Nick Funess stars in his own indie comedy about a 27-year-old office drone who, after a nervous breakdown, flees to his parents' house in Arizona and, in the grand tradition of Pretty Woman and Anora, hires a sex worker to spend a week with him. But The Hedonist is nothing like other films with a similar premise. Nor is it an example of the insufferably popular "cringe comedy" trend epitomized by Tim Robinson and Andrew DeYoung's Friendship. While most of the humor here comes at the protagonist's expense (well played by Funess), this movie is not about scoring as many laughs as possible by making the audience feel artificially awkward.
The aesthetic of Funess's picture is deadpan humor, not "cringe comedy". The difference is important.

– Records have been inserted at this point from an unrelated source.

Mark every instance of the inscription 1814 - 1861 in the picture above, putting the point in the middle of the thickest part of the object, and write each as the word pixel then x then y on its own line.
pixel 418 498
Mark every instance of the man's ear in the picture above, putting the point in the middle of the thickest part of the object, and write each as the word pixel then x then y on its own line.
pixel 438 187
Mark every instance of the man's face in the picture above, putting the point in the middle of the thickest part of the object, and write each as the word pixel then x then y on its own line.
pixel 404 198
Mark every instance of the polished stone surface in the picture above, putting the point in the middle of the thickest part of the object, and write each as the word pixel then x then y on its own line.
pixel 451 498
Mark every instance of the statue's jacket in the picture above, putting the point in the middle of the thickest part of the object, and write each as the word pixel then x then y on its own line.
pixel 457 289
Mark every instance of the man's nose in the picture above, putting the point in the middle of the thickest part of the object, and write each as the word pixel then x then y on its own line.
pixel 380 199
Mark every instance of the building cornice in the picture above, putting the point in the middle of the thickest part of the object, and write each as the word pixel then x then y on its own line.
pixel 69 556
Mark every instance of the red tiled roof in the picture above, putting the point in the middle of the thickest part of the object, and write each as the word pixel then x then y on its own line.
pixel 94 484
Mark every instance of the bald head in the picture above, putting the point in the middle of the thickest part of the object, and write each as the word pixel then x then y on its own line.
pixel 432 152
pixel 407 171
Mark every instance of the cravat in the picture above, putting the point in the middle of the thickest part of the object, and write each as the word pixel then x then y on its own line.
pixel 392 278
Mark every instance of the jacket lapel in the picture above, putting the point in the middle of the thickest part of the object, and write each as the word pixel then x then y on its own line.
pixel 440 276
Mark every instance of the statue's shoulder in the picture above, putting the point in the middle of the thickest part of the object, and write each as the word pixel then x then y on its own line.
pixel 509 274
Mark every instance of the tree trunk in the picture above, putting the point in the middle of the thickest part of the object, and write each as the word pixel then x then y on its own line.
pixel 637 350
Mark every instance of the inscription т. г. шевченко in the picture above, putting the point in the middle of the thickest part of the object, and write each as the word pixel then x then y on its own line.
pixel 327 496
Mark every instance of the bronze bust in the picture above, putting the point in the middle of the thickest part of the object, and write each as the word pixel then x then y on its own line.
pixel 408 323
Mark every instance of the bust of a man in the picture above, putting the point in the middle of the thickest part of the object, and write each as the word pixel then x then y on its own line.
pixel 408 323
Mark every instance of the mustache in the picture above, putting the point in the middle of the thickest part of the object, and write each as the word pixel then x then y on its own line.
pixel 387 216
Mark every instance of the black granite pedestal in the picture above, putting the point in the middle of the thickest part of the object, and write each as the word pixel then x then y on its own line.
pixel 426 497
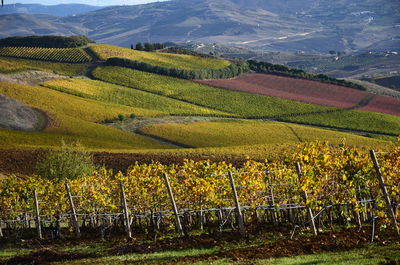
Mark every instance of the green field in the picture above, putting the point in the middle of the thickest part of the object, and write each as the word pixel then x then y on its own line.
pixel 236 103
pixel 73 118
pixel 250 105
pixel 107 92
pixel 70 55
pixel 12 65
pixel 168 60
pixel 237 133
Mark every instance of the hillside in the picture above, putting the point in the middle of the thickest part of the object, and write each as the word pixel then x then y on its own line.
pixel 310 26
pixel 53 10
pixel 118 109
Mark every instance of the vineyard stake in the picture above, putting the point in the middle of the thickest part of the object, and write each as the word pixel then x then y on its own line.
pixel 176 213
pixel 304 193
pixel 385 192
pixel 38 225
pixel 74 217
pixel 125 210
pixel 272 202
pixel 237 204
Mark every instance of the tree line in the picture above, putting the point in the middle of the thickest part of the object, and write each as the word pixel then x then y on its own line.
pixel 46 41
pixel 233 70
pixel 277 69
pixel 180 50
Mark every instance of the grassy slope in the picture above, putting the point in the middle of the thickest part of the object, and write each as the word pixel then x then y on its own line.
pixel 11 65
pixel 354 119
pixel 235 133
pixel 72 55
pixel 127 96
pixel 370 254
pixel 73 119
pixel 249 105
pixel 168 60
pixel 243 104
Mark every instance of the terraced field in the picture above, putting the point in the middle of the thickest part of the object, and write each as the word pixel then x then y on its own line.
pixel 12 65
pixel 352 120
pixel 307 91
pixel 236 103
pixel 168 60
pixel 72 118
pixel 291 88
pixel 106 92
pixel 250 105
pixel 239 133
pixel 383 104
pixel 70 55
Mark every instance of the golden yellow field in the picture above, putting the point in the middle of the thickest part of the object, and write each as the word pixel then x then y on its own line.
pixel 168 60
pixel 240 133
pixel 72 118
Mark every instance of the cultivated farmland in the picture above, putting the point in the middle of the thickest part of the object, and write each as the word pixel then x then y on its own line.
pixel 67 55
pixel 72 118
pixel 107 92
pixel 236 133
pixel 291 88
pixel 383 104
pixel 11 65
pixel 236 103
pixel 168 60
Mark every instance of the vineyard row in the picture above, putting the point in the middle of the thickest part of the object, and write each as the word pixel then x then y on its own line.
pixel 64 55
pixel 279 206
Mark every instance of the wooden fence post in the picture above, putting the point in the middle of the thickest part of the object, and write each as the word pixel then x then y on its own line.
pixel 239 215
pixel 385 192
pixel 37 213
pixel 125 211
pixel 305 198
pixel 74 217
pixel 272 203
pixel 175 209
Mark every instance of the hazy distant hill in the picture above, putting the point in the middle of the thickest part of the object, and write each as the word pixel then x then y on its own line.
pixel 280 25
pixel 54 10
pixel 25 24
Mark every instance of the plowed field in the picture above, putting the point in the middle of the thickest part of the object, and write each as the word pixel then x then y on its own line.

The Hedonist has more in common with Whit Stillman's Metropolitan, Hal Hartley's Henry Fool, and even Hal Ashby's Harold and Maude than with something like The Office. The cast all deliver uniformly blank performances that are impressively cohesive, especially considering that many are non-actors (including Funess's mom and dad, who play his far more animated parents). As Tess, the escort Reed picks up and asks to "take care of him" for a week, Izzi Rojas delivers a thrillingly deadpan turn, in which we never have any idea how they're going to react to things and find ourselves genuinely surprised when they have the same monotonous-but-game response to whatever they're presented with. It is so much harder to create a genuine comedy from something minimalist like this than an over-the-top buffoonfest of exaggeration like Friendship (can ya tell I didn't like Friendship?). Equally impressive, in terms of tonal consistency, is how Funess commits to the reality of his characters by ending his film the way a story like this would actually end.
The joy of clever deadpan humor at the expense of the protagonist rather than lame "cringe comedy" is on display in Nick Funess' dryly humorous comedy about a neurotic 27-year-old who hired a sex worker to be his companion for a week.